To mitigate these constraints, future studies could implement extensive fieldwork to validate the parameters, modeling applications, and results derived from previous studies. Improving the quality of the input data by utilizing real-time data collection systems, such as building management systems (BMS), and incorporating more precise occupant behavior models will enhance the representativeness of the results. Fieldwork-based data collection, including monitoring energy use and indoor environmental quality, can provide a better understanding of actual building performance under varying conditions. This type of research can yield significant insights to identify the most suitable control strategies that accurately reflect user behavior concerning building openings. Furthermore, investigating possible variations in residents’ activities within real buildings is essential to gain a comprehensive understanding of user behaviors and preferences.
5. Conclusions
This study deeply explores the intricate interplay of environmental and climatic factors on building performance, occupant comfort, and indoor overheating risk. The findings underscore the profound impact of variables such as WWR, external and internal temperatures (Tout and Tin), and their complex relationships with TE, PPD, and IOD. Climate change exacerbates these challenges, narrowing the margin of error for building sensors that regulate environmental conditions, potentially diminishing their efficacy over time. This critical issue necessitates a reevaluation of building envelope strategies to enhance resilience and adaptability against increasingly volatile weather patterns. As climate conditions continue to evolve, the increased external temperatures (Tout) exacerbate energy consumption and discomfort levels, revealing that traditional metrics like the predicted mean vote (PMV) fail to fully capture the dynamic nature of thermal discomfort.

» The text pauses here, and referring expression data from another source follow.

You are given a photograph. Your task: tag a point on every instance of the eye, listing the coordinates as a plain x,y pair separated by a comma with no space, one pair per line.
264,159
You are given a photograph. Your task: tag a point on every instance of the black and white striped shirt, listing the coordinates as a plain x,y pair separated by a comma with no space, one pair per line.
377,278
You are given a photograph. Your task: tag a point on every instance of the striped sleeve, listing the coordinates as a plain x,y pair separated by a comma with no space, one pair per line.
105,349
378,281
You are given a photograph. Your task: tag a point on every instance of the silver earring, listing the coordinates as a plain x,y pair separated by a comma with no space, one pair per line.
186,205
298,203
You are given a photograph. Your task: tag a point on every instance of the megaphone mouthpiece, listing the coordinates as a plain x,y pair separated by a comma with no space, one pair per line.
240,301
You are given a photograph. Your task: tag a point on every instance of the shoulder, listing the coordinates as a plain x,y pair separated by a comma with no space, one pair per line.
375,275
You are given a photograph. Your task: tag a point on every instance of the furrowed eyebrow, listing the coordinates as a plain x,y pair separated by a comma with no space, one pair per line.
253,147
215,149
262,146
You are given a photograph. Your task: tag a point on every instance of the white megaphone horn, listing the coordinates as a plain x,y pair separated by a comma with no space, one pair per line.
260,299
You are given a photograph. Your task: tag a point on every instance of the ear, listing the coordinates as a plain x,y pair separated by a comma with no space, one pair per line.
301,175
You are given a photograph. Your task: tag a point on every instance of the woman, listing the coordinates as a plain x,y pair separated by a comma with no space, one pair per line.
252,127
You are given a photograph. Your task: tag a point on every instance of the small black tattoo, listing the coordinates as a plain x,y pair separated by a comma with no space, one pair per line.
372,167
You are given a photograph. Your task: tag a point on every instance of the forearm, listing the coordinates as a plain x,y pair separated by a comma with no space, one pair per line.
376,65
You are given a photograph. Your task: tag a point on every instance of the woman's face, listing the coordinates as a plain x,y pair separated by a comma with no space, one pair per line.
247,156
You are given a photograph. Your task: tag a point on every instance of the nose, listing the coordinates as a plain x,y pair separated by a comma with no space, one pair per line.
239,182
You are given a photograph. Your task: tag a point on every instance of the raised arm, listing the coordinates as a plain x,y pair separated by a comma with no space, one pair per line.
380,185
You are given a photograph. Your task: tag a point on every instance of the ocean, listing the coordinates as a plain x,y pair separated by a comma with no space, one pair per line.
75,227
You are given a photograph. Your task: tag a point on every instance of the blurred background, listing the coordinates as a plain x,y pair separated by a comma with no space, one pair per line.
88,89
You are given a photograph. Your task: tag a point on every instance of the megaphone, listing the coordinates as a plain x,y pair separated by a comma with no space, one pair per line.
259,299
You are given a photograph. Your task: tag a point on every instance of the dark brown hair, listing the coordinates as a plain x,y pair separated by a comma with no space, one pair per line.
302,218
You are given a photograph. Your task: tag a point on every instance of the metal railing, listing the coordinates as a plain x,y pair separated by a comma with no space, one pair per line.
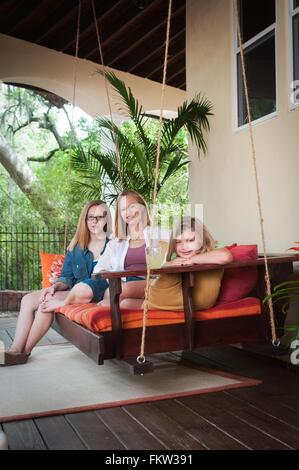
20,267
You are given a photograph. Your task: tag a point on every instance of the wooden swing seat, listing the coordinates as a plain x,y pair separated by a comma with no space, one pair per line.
111,333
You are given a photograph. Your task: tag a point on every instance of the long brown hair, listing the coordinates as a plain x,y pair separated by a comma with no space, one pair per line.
120,227
196,226
82,235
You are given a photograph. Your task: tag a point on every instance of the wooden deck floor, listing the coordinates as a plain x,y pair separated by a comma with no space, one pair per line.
261,417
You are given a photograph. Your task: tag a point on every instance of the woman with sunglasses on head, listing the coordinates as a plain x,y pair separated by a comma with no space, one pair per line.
73,286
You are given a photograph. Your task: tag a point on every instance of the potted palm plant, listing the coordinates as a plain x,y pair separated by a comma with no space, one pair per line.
129,159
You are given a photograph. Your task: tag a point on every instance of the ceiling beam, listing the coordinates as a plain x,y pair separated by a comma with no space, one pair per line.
173,59
35,13
147,58
127,27
100,16
145,37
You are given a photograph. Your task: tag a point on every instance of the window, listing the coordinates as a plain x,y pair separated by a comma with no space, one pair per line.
295,51
258,28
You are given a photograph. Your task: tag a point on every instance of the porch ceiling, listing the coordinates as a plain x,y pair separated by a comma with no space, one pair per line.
132,37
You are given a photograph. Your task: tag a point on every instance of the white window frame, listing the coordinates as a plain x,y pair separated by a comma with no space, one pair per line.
236,50
292,12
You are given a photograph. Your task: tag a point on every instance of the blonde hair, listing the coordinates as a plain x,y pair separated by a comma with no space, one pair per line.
82,235
196,226
120,227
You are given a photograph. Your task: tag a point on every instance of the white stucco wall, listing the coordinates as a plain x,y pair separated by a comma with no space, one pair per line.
27,63
224,181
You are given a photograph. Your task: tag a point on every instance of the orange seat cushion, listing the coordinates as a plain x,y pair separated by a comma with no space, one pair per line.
51,267
98,319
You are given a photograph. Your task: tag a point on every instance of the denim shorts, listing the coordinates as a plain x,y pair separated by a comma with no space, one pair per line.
98,287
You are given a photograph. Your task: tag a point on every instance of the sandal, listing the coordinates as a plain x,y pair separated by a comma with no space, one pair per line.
12,358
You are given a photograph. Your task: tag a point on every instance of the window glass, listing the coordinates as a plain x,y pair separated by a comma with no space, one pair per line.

The introduction of IOD in this study provides a more comprehensive and precise measure by quantifying the frequency and intensity of overheating events, proving to be a more reliable metric for thermal comfort assessment.
Additionally, this research highlights that increasing WWR and indoor temperatures contribute to elevated IOD values, signaling the need for careful management of building envelopes and HVAC systems, especially under future climate scenarios.
The integration of IOD with energy efficiency metrics, such as energy use intensity (EUI), offers a more holistic approach to assessing building performance, optimizing energy efficiency, thermal comfort, and occupant well-being.
The implications extend beyond theoretical insights, urging policy makers to reconsider building codes and regulations that prioritize adaptive design principles. Furthermore, this study advocates for advancing smart building technologies capable of dynamically adjusting indoor environments in response to real-time data, thereby optimizing both energy efficiency and occupant well-being. The application of advanced machine learning techniques can further refine simulation models, ensuring their robustness and applicability across varying building types and climates. This research provides a critical foundation for more resilient and energy-efficient building designs, advancing sustainable practices to mitigate the long-term impacts of climate change.